Mais, notre but étant de rapporter toutes ces indications dans une perspective ethno- scientifique, et dans le sens de l’histoire des sciences arabes, nous chercherons à justifier la place de ces données dans leur cadre historique et culturel, et à l’intérieur du système de représentation du monde vivant propre à la culture et science arabo-islamiques.

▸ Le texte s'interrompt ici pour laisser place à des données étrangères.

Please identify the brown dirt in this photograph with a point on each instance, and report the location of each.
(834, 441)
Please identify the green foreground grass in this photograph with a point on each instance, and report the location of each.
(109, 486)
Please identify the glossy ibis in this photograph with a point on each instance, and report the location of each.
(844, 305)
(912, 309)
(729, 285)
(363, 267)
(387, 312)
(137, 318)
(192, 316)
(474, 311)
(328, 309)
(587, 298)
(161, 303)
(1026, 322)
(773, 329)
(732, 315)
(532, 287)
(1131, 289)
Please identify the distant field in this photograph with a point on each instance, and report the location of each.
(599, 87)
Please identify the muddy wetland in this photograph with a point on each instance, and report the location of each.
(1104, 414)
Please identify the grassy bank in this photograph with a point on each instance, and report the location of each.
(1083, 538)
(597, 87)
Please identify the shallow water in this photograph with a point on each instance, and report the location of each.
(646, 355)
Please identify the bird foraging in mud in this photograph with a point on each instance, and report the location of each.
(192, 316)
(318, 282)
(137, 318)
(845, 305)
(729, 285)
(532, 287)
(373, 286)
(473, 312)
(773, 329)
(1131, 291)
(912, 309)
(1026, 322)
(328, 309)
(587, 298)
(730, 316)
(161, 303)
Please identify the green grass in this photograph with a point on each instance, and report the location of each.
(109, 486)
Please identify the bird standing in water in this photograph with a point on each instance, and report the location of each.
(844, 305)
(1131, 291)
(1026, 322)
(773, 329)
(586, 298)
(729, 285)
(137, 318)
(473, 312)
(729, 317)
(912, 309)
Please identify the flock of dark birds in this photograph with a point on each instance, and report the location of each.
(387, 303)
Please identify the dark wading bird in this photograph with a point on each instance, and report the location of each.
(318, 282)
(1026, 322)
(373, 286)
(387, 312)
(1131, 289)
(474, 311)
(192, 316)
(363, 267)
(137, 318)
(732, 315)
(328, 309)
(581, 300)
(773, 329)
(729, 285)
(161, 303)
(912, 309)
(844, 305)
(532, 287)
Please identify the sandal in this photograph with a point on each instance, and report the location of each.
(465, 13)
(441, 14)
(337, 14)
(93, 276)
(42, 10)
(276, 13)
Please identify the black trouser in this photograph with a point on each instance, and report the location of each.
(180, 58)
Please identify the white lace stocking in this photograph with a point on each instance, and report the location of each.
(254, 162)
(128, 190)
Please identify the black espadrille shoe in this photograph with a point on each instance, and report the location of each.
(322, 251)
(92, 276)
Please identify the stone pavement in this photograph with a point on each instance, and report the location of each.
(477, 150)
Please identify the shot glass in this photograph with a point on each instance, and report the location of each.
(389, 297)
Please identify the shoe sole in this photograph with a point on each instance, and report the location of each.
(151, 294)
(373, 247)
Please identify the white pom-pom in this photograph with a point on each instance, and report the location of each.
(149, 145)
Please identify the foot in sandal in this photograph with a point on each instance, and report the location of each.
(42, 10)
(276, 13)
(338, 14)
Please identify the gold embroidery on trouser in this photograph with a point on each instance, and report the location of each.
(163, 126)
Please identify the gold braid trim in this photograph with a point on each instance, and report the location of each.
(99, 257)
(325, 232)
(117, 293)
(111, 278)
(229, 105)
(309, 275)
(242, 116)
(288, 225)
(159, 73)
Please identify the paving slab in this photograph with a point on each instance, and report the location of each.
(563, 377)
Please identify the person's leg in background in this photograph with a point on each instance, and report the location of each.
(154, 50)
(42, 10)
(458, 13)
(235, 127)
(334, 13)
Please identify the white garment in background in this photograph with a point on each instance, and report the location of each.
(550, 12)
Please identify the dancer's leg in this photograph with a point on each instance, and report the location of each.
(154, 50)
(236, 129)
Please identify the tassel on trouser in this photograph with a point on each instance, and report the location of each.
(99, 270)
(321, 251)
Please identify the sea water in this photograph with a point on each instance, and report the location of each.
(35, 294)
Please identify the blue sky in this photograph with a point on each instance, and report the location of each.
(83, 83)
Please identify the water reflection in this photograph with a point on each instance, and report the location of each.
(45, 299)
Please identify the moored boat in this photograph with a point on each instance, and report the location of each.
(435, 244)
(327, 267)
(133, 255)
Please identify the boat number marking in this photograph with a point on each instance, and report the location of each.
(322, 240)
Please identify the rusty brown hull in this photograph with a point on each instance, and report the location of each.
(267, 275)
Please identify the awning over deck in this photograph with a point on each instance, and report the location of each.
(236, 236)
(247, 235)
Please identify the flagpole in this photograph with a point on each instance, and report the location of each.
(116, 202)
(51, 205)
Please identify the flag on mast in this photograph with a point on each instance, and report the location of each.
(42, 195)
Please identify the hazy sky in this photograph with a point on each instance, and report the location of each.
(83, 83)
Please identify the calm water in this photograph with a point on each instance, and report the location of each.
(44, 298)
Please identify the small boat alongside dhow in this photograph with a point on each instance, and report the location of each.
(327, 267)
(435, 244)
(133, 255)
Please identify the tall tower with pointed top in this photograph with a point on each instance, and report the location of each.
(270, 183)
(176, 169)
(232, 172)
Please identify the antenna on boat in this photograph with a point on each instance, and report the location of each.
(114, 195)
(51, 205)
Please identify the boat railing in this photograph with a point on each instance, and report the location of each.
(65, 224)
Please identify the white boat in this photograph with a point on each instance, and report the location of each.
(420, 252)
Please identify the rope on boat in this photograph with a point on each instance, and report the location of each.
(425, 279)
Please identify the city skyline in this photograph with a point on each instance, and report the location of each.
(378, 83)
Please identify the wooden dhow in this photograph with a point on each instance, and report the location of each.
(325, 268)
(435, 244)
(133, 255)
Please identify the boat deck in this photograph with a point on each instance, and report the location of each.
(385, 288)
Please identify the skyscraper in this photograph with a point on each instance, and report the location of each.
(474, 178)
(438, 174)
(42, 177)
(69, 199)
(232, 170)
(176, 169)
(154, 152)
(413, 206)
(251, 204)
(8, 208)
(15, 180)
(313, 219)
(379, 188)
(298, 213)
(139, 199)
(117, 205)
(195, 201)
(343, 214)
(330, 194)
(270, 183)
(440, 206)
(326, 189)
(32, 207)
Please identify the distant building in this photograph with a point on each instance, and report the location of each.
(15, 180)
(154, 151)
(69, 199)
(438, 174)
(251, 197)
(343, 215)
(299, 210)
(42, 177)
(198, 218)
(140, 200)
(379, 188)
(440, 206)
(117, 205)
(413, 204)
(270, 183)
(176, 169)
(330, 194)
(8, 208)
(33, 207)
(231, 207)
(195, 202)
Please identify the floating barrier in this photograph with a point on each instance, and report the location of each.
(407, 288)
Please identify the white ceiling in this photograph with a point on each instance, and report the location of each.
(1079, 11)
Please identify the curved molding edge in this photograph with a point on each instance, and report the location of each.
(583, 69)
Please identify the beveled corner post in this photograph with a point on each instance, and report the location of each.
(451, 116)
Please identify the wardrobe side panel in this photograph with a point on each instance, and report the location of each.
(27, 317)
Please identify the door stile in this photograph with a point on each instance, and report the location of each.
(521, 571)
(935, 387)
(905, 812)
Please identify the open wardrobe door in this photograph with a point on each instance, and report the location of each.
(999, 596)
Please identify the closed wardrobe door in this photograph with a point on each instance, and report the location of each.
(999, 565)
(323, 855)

Nous chercherons en même temps à relever des traces de cette culture, en matière de connaissance des plantes et des animaux, diffusée en ce début du XVIe siècle dans la culture européenne de l’époque, qui s’en est certainement inspirée.

Nous nous basons pour l’élaboration de cette partie de notre travail essentiellement sur les travaux du biologiste marocain Jamal Bellakhdar, dont l’expérience et l’autorité sont bien confirmées, à ce sujet. Notre cadre méthodologique rappelle pour beaucoup la démarche, bien ethnoscientifique, qu’il adopte dans ces écrits. Beaucoup de chercheurs modernes qui se donnent pour mission d’éclairer cet aspect du patrimoine commun andalou-maghrébo-islamique, nous ont aussi été d’un grand secours. Du point de vue lexicographique, nous faisons appel à Lisan al-Arab et aux travaux du lexicographe Dozy, sans oublier l’ouvrage incontournable de Massignon, dont le travail mérite bien d’être actualisé, ce que nous tenterons de faire.